DETROIT — Lear managed to churn a profit in the first quarter of 2020 despite a significant impact on production from the global COVID-19 outbreak.
The seating and electronics supplier said net income fell 67 percent to $76.4 million during the quarter while revenue fell 14 percent to $4.5 billion. COVID-19 sliced $900 million of sales in the quarter, the company said in a press release.
Lear’s China plants were closed for several weeks in the quarter due to the outbreak that started in Wuhan, China. But while its China operations were reopened by the end of the quarter, “virtually all plants” in North America, Asia (outside of China), South America and Europe were closed.
“Our first quarter financial results were significantly impacted by production disruptions stemming from the COVID-19 pandemic,” Lear CEO Ray Scott said in the press release. “Excluding the impact of COVID-19, Lear’s results reflect solid financial performance in both of our business segments. While significant near-term challenges remain, I am confident in the strength of our underlying business, long-term competitive position and liquidity.”
Scott, however, warned that financial results in the company’s second quarter would see a greater impact from COVID-19 due to decreased production.
During the first quarter, global vehicle production was down 23 percent from 2019, with China down 47 percent, Europe down 19 percent and North America down 10 percent, the company said.
To manage the economic fallout, Lear drew down $1 billion of its total available $1.75 billion in credit, suspended its share repurchasing program and issued $650 million in new bonds. Lear also deferred non-plant employee salaries by 20 percent, reduced Scott’s salary by 10 percent and other named executive officers’ salaries by 5 percent.
Lear’s adjusted earnings of $2.05 per share beat Wall Street estimates, $1.08 per share, by a considerable margin. Company shares gained 7 percent in midday trading to $99.24. Before Friday, the shares were down 30 percent year-to-date.
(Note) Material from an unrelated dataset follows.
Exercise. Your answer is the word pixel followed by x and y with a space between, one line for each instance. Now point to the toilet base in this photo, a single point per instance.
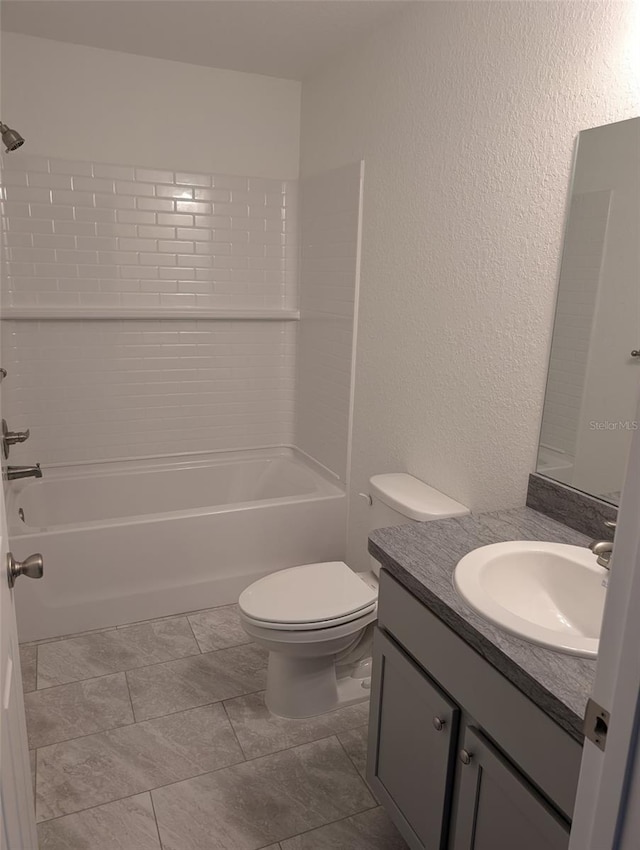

Shares of parts suppliers rallied Friday after stronger-than-expected results suggest the companies may be doing better than feared amid the challenges posed by the coronavirus pandemic.
Besides Lear, American Axle and Tenneco were among the biggest gainers in the sector after all three reported first-quarter results that impressed investors and analysts, though concerns about the second quarter persist. Shares also received a boost on news that manufacturers in Michigan and California may resume operations in the coming days.
The S&P Supercomposite Auto Components Industry Index gained as much as 6.2 percent, while the S&P 500 Index rose 1.5 percent. Valuations in the sector had suffered significantly this year, as investors worried about a sharp decline in car sales and production as people were advised to stay home in order to curb the spread of the COVID-19 infection.